Several days after you sent the letter you received an answer, which read: “I have your letter of such and such a date;” and you recalled that you had written a letter. Still you didn’t rush out of doors and stop every passer-by and say, “I sent a letter and got a reply,” and then elaborated on how you went through the whole affair, how you had hunted for paper and spilled the ink, or lost you pencil, etc. No, you accepted the letter, read it, got the benefit from it and went on you way.

And finally, in a half-hearted way, the poor little prayer which only half loosened, came back to you with a ray of light and you rushed to you nearest neighbor and said: “I had a demonstration – – you see it was this way, etc.”

“O ye of little faith!” Why don’t you cut the strings of worry that are attached to you every thought and “loose it and let it go?” Have the same faith back of your prayer that you have back of the letter and it will return to you with greater certainty and with surer reward.

Away out in the front lines while the battle was raging, a carrier pigeon was let loose with a message, and as he disappeared into the distance, fading away into the limpid blue of the sky, no worried thought hampered his voyage. When they “loosed him and let him go” they knew that he would fly to his destination and results would follow.

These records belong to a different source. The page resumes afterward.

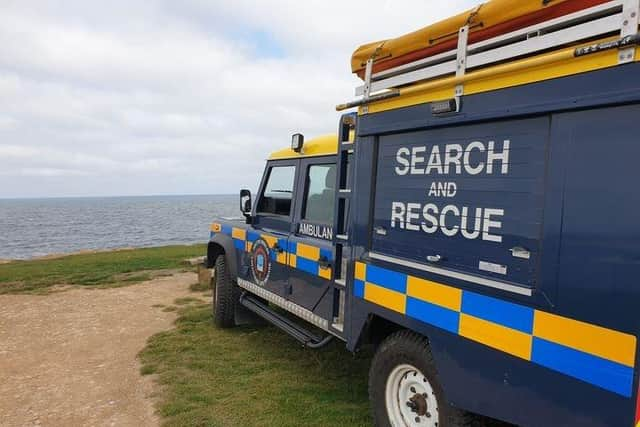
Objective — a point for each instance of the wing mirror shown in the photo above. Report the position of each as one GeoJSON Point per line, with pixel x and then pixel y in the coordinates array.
{"type": "Point", "coordinates": [245, 203]}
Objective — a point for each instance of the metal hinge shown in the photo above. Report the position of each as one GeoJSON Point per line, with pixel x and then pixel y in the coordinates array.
{"type": "Point", "coordinates": [629, 27]}
{"type": "Point", "coordinates": [461, 58]}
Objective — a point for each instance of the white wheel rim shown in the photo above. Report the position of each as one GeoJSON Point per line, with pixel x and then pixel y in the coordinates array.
{"type": "Point", "coordinates": [410, 399]}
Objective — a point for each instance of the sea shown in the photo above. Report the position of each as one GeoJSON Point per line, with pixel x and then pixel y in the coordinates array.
{"type": "Point", "coordinates": [31, 228]}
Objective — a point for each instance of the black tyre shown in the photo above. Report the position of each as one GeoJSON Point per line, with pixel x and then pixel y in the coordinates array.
{"type": "Point", "coordinates": [225, 295]}
{"type": "Point", "coordinates": [404, 389]}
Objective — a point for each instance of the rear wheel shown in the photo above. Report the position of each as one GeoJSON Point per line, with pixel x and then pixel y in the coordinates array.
{"type": "Point", "coordinates": [225, 295]}
{"type": "Point", "coordinates": [404, 389]}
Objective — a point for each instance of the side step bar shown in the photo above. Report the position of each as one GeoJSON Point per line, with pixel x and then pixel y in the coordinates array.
{"type": "Point", "coordinates": [302, 335]}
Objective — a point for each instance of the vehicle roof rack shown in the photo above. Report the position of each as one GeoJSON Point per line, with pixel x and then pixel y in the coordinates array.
{"type": "Point", "coordinates": [616, 17]}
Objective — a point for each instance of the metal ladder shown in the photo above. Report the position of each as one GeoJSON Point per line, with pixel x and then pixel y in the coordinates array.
{"type": "Point", "coordinates": [342, 237]}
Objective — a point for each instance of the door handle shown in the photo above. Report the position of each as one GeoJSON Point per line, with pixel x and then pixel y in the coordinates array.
{"type": "Point", "coordinates": [324, 263]}
{"type": "Point", "coordinates": [520, 252]}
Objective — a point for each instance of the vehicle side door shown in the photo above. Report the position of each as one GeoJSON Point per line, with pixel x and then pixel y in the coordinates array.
{"type": "Point", "coordinates": [266, 259]}
{"type": "Point", "coordinates": [311, 254]}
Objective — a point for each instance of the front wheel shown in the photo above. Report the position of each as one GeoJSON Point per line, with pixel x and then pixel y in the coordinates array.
{"type": "Point", "coordinates": [404, 389]}
{"type": "Point", "coordinates": [225, 295]}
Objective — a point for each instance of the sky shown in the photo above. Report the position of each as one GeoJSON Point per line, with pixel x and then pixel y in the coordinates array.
{"type": "Point", "coordinates": [175, 97]}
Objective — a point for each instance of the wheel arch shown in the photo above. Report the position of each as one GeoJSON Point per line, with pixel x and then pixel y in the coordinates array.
{"type": "Point", "coordinates": [375, 329]}
{"type": "Point", "coordinates": [222, 245]}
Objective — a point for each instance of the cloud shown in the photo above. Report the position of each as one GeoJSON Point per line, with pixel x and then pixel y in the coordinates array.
{"type": "Point", "coordinates": [120, 97]}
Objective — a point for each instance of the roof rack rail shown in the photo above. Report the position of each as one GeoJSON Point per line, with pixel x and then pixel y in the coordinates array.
{"type": "Point", "coordinates": [616, 17]}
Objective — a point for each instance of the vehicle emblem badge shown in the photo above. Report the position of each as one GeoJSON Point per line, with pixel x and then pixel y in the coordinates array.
{"type": "Point", "coordinates": [260, 262]}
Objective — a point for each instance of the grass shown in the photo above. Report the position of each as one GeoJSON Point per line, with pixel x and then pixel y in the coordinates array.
{"type": "Point", "coordinates": [115, 268]}
{"type": "Point", "coordinates": [252, 376]}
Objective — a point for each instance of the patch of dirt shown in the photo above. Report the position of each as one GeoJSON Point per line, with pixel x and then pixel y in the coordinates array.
{"type": "Point", "coordinates": [69, 358]}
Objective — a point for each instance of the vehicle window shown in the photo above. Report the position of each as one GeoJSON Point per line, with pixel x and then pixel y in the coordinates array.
{"type": "Point", "coordinates": [320, 194]}
{"type": "Point", "coordinates": [277, 195]}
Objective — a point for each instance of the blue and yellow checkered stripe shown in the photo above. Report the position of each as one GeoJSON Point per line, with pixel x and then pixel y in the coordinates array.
{"type": "Point", "coordinates": [596, 355]}
{"type": "Point", "coordinates": [297, 255]}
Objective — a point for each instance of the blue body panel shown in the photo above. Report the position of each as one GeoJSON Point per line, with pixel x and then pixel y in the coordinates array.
{"type": "Point", "coordinates": [548, 339]}
{"type": "Point", "coordinates": [573, 189]}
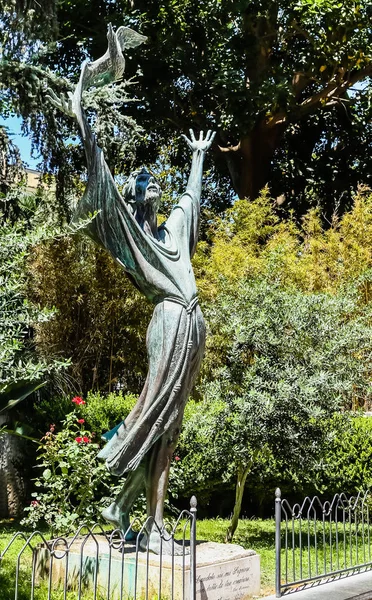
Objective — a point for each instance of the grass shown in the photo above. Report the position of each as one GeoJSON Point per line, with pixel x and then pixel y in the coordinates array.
{"type": "Point", "coordinates": [252, 534]}
{"type": "Point", "coordinates": [255, 534]}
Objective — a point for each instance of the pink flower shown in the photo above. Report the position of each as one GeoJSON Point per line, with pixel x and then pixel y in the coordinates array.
{"type": "Point", "coordinates": [78, 400]}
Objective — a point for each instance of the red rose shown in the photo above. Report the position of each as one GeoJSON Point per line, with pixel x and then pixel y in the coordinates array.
{"type": "Point", "coordinates": [78, 400]}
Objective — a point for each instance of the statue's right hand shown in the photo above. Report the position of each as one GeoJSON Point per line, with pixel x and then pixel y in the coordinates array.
{"type": "Point", "coordinates": [63, 103]}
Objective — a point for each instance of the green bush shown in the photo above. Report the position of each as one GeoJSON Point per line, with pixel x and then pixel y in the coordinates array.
{"type": "Point", "coordinates": [73, 486]}
{"type": "Point", "coordinates": [103, 411]}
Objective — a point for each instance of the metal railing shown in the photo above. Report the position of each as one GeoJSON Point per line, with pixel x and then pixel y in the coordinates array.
{"type": "Point", "coordinates": [95, 564]}
{"type": "Point", "coordinates": [317, 541]}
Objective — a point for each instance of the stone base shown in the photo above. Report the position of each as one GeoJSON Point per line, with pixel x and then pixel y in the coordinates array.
{"type": "Point", "coordinates": [223, 571]}
{"type": "Point", "coordinates": [226, 572]}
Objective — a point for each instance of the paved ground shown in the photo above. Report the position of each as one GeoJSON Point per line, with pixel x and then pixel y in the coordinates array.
{"type": "Point", "coordinates": [353, 587]}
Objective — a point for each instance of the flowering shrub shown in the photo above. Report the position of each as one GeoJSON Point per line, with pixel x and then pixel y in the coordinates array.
{"type": "Point", "coordinates": [73, 487]}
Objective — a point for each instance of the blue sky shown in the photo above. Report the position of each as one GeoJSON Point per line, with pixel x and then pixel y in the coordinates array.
{"type": "Point", "coordinates": [23, 142]}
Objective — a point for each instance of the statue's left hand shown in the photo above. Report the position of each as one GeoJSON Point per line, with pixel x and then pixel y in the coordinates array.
{"type": "Point", "coordinates": [200, 144]}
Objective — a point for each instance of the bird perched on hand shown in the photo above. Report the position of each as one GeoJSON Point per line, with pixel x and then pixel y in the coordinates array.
{"type": "Point", "coordinates": [111, 65]}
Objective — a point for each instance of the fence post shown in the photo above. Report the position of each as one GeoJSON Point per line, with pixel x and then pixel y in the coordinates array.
{"type": "Point", "coordinates": [278, 518]}
{"type": "Point", "coordinates": [193, 511]}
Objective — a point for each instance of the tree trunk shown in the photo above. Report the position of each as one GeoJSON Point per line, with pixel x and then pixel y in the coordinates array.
{"type": "Point", "coordinates": [249, 162]}
{"type": "Point", "coordinates": [11, 481]}
{"type": "Point", "coordinates": [239, 491]}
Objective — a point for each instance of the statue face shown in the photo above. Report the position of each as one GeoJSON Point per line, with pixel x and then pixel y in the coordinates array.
{"type": "Point", "coordinates": [147, 190]}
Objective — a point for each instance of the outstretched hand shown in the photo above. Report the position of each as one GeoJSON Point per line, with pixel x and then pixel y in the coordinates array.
{"type": "Point", "coordinates": [200, 144]}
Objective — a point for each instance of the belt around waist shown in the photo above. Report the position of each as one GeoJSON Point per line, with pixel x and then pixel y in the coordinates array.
{"type": "Point", "coordinates": [189, 306]}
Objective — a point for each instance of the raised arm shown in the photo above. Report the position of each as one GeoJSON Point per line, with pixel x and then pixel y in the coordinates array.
{"type": "Point", "coordinates": [199, 148]}
{"type": "Point", "coordinates": [108, 68]}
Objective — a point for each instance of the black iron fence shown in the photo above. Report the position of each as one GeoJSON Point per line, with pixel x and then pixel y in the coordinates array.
{"type": "Point", "coordinates": [319, 540]}
{"type": "Point", "coordinates": [95, 564]}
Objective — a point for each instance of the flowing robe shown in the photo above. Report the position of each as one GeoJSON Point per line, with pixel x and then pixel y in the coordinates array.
{"type": "Point", "coordinates": [161, 268]}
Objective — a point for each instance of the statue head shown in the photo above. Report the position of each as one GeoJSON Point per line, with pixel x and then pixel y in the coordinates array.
{"type": "Point", "coordinates": [142, 189]}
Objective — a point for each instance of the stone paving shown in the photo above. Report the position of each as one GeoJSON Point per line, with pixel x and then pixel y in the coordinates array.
{"type": "Point", "coordinates": [353, 587]}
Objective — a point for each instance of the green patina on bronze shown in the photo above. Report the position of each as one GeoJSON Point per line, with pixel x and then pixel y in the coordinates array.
{"type": "Point", "coordinates": [158, 260]}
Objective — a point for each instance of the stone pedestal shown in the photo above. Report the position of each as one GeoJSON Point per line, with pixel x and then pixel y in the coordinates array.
{"type": "Point", "coordinates": [223, 571]}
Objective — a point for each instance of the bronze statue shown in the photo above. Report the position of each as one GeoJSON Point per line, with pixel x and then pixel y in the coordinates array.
{"type": "Point", "coordinates": [158, 260]}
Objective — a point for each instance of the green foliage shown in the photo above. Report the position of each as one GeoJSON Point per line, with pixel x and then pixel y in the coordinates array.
{"type": "Point", "coordinates": [103, 412]}
{"type": "Point", "coordinates": [346, 464]}
{"type": "Point", "coordinates": [101, 318]}
{"type": "Point", "coordinates": [18, 361]}
{"type": "Point", "coordinates": [73, 487]}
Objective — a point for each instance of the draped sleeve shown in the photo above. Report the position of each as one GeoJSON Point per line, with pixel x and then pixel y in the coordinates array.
{"type": "Point", "coordinates": [115, 228]}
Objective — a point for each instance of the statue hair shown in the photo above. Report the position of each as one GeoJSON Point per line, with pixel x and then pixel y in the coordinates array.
{"type": "Point", "coordinates": [129, 189]}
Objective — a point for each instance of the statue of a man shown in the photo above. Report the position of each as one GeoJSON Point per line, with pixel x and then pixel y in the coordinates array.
{"type": "Point", "coordinates": [158, 260]}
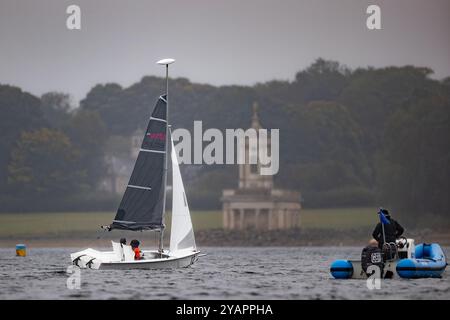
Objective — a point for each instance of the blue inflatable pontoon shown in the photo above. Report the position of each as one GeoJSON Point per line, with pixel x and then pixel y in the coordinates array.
{"type": "Point", "coordinates": [408, 261]}
{"type": "Point", "coordinates": [429, 262]}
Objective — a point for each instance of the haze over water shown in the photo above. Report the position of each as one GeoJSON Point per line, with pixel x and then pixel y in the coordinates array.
{"type": "Point", "coordinates": [225, 273]}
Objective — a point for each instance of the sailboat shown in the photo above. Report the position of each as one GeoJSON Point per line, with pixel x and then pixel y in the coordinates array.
{"type": "Point", "coordinates": [144, 203]}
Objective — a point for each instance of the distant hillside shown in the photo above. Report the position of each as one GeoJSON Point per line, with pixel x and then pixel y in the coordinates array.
{"type": "Point", "coordinates": [347, 137]}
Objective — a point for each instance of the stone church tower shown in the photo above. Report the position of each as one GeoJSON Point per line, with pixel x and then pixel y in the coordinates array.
{"type": "Point", "coordinates": [256, 204]}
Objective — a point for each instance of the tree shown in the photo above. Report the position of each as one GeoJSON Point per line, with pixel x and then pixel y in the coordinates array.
{"type": "Point", "coordinates": [19, 111]}
{"type": "Point", "coordinates": [56, 107]}
{"type": "Point", "coordinates": [88, 135]}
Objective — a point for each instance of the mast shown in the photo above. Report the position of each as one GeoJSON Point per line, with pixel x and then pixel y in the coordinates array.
{"type": "Point", "coordinates": [165, 62]}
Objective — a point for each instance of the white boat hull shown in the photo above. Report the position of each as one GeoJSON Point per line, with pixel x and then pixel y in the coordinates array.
{"type": "Point", "coordinates": [164, 263]}
{"type": "Point", "coordinates": [108, 260]}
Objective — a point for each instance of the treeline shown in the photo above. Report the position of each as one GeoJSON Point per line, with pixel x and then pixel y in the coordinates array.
{"type": "Point", "coordinates": [347, 137]}
{"type": "Point", "coordinates": [51, 156]}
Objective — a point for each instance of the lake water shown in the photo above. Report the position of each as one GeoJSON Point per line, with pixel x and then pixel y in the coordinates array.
{"type": "Point", "coordinates": [225, 273]}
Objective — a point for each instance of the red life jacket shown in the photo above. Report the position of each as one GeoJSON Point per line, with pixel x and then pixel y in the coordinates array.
{"type": "Point", "coordinates": [137, 253]}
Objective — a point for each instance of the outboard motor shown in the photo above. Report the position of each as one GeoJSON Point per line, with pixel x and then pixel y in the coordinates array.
{"type": "Point", "coordinates": [389, 251]}
{"type": "Point", "coordinates": [372, 255]}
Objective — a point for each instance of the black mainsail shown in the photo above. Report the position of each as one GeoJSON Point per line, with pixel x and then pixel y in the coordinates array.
{"type": "Point", "coordinates": [142, 205]}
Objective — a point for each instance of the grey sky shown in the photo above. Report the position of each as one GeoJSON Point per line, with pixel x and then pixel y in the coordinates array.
{"type": "Point", "coordinates": [214, 41]}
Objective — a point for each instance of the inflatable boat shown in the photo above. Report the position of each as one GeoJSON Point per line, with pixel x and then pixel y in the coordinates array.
{"type": "Point", "coordinates": [429, 262]}
{"type": "Point", "coordinates": [402, 259]}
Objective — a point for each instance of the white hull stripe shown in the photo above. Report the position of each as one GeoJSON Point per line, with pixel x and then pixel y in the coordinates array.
{"type": "Point", "coordinates": [158, 119]}
{"type": "Point", "coordinates": [154, 151]}
{"type": "Point", "coordinates": [138, 187]}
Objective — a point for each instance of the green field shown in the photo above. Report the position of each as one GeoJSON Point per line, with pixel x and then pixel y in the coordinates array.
{"type": "Point", "coordinates": [53, 224]}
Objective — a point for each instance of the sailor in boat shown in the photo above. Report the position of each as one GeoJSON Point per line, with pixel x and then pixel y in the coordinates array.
{"type": "Point", "coordinates": [392, 230]}
{"type": "Point", "coordinates": [137, 252]}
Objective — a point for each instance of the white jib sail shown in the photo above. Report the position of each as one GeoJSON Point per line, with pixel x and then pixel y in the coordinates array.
{"type": "Point", "coordinates": [181, 233]}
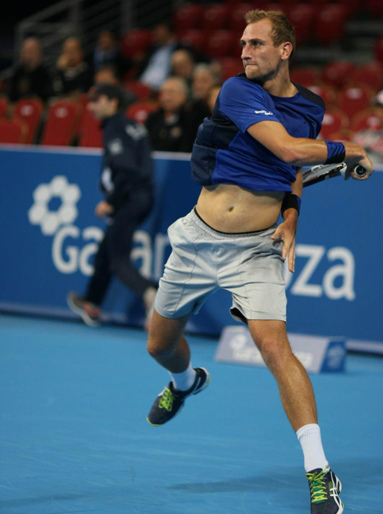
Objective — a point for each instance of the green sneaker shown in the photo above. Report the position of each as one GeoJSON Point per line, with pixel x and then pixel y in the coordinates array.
{"type": "Point", "coordinates": [170, 401]}
{"type": "Point", "coordinates": [325, 488]}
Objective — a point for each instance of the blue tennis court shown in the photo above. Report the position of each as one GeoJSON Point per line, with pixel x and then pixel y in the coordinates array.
{"type": "Point", "coordinates": [74, 438]}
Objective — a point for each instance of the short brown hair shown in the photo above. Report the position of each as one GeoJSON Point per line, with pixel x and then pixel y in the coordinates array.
{"type": "Point", "coordinates": [282, 28]}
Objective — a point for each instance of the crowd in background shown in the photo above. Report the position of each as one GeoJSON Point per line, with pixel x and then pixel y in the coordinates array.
{"type": "Point", "coordinates": [177, 85]}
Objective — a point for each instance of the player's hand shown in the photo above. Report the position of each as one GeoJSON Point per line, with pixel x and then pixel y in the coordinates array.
{"type": "Point", "coordinates": [286, 232]}
{"type": "Point", "coordinates": [103, 209]}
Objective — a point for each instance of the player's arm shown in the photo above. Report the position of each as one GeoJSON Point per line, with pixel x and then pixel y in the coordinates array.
{"type": "Point", "coordinates": [307, 152]}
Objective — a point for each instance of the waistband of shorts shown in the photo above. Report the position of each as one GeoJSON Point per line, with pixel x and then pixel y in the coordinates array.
{"type": "Point", "coordinates": [199, 222]}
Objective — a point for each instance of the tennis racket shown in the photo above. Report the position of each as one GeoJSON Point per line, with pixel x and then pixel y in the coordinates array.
{"type": "Point", "coordinates": [323, 172]}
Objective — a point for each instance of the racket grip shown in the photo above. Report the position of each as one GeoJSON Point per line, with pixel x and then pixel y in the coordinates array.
{"type": "Point", "coordinates": [359, 170]}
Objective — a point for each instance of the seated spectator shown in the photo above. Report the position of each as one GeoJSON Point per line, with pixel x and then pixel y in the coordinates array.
{"type": "Point", "coordinates": [31, 77]}
{"type": "Point", "coordinates": [183, 64]}
{"type": "Point", "coordinates": [73, 75]}
{"type": "Point", "coordinates": [173, 127]}
{"type": "Point", "coordinates": [157, 64]}
{"type": "Point", "coordinates": [107, 52]}
{"type": "Point", "coordinates": [204, 78]}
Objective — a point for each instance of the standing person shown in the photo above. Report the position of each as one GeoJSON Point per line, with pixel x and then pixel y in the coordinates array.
{"type": "Point", "coordinates": [247, 157]}
{"type": "Point", "coordinates": [126, 181]}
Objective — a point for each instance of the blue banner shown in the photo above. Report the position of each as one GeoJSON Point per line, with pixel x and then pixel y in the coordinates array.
{"type": "Point", "coordinates": [50, 234]}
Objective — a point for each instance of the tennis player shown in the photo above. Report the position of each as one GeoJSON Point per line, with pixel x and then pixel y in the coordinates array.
{"type": "Point", "coordinates": [248, 158]}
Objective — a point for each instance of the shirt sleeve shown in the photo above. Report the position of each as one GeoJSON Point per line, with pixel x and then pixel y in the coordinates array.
{"type": "Point", "coordinates": [245, 103]}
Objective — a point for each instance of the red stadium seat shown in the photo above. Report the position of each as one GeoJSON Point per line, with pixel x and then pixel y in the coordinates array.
{"type": "Point", "coordinates": [378, 49]}
{"type": "Point", "coordinates": [137, 41]}
{"type": "Point", "coordinates": [237, 16]}
{"type": "Point", "coordinates": [13, 131]}
{"type": "Point", "coordinates": [90, 134]}
{"type": "Point", "coordinates": [30, 111]}
{"type": "Point", "coordinates": [4, 104]}
{"type": "Point", "coordinates": [337, 73]}
{"type": "Point", "coordinates": [215, 17]}
{"type": "Point", "coordinates": [326, 92]}
{"type": "Point", "coordinates": [330, 24]}
{"type": "Point", "coordinates": [223, 43]}
{"type": "Point", "coordinates": [139, 111]}
{"type": "Point", "coordinates": [62, 123]}
{"type": "Point", "coordinates": [188, 16]}
{"type": "Point", "coordinates": [334, 119]}
{"type": "Point", "coordinates": [354, 99]}
{"type": "Point", "coordinates": [305, 76]}
{"type": "Point", "coordinates": [302, 17]}
{"type": "Point", "coordinates": [230, 66]}
{"type": "Point", "coordinates": [142, 91]}
{"type": "Point", "coordinates": [369, 119]}
{"type": "Point", "coordinates": [195, 39]}
{"type": "Point", "coordinates": [370, 74]}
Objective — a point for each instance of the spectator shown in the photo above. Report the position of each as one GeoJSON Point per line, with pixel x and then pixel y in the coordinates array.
{"type": "Point", "coordinates": [183, 64]}
{"type": "Point", "coordinates": [73, 74]}
{"type": "Point", "coordinates": [107, 52]}
{"type": "Point", "coordinates": [31, 77]}
{"type": "Point", "coordinates": [204, 78]}
{"type": "Point", "coordinates": [127, 185]}
{"type": "Point", "coordinates": [157, 65]}
{"type": "Point", "coordinates": [173, 127]}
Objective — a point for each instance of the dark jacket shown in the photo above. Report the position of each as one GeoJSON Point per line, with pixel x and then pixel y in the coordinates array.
{"type": "Point", "coordinates": [127, 164]}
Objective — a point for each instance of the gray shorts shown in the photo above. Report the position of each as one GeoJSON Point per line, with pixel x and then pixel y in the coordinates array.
{"type": "Point", "coordinates": [248, 265]}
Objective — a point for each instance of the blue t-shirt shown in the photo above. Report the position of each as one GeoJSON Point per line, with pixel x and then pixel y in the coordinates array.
{"type": "Point", "coordinates": [224, 152]}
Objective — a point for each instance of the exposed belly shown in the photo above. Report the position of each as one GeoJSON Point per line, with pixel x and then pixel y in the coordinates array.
{"type": "Point", "coordinates": [232, 209]}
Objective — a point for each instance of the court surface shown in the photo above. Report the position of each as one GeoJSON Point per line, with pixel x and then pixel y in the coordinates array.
{"type": "Point", "coordinates": [74, 438]}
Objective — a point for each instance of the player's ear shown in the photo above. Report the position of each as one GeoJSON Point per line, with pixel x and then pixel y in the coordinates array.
{"type": "Point", "coordinates": [286, 50]}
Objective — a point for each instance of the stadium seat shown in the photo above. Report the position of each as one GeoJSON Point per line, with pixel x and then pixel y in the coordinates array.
{"type": "Point", "coordinates": [326, 92]}
{"type": "Point", "coordinates": [13, 131]}
{"type": "Point", "coordinates": [334, 120]}
{"type": "Point", "coordinates": [368, 119]}
{"type": "Point", "coordinates": [370, 74]}
{"type": "Point", "coordinates": [188, 16]}
{"type": "Point", "coordinates": [195, 39]}
{"type": "Point", "coordinates": [142, 91]}
{"type": "Point", "coordinates": [330, 24]}
{"type": "Point", "coordinates": [30, 111]}
{"type": "Point", "coordinates": [135, 42]}
{"type": "Point", "coordinates": [302, 17]}
{"type": "Point", "coordinates": [62, 123]}
{"type": "Point", "coordinates": [337, 73]}
{"type": "Point", "coordinates": [237, 16]}
{"type": "Point", "coordinates": [354, 99]}
{"type": "Point", "coordinates": [4, 104]}
{"type": "Point", "coordinates": [378, 49]}
{"type": "Point", "coordinates": [305, 75]}
{"type": "Point", "coordinates": [230, 66]}
{"type": "Point", "coordinates": [90, 133]}
{"type": "Point", "coordinates": [215, 17]}
{"type": "Point", "coordinates": [223, 43]}
{"type": "Point", "coordinates": [139, 111]}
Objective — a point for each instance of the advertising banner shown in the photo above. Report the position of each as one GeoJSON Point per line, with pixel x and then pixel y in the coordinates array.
{"type": "Point", "coordinates": [49, 235]}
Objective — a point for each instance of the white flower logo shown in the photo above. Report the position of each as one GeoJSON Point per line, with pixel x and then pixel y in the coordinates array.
{"type": "Point", "coordinates": [51, 220]}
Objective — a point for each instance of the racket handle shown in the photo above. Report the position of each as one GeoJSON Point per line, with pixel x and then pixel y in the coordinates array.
{"type": "Point", "coordinates": [359, 170]}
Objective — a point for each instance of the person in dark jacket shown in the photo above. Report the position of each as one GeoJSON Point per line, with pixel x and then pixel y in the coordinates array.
{"type": "Point", "coordinates": [126, 181]}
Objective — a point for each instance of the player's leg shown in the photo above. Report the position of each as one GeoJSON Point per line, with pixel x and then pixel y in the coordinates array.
{"type": "Point", "coordinates": [298, 400]}
{"type": "Point", "coordinates": [168, 346]}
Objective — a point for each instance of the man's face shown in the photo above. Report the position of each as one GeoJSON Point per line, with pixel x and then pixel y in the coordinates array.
{"type": "Point", "coordinates": [261, 59]}
{"type": "Point", "coordinates": [103, 107]}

Who had not felt the perfect faith of a child in St. Nicholas? They ask for their heart’s desire and are never left without some expression of love. When ye ask, ask as believing ye shall receive. You don’t go into a store and ask the clerk for a certain article and then chase madly about repeating the request a thousand times. You ask and then wait. And so when we learn to ask and wait – – wait with the patience, which is absolute faith – – then we shall constantly receive the reply, the reward that is rightfully ours. “Ask and ye shall receive; knock and it shall be opened unto you; seek and ye shall find.” Don’t knock and at the same time try to force an entrance by the window. The master of the house will take you for a robber and only bar his doors heavier.

And so as you send a letter send your prayer – – let them go forth unhampered, untrammeled by fear, worry or care. Don’t stampede your thoughts – – a multitude of assertions accomplish nothing, they only congest you thinking. Speak to your Father in secret, and he will reward thee openly.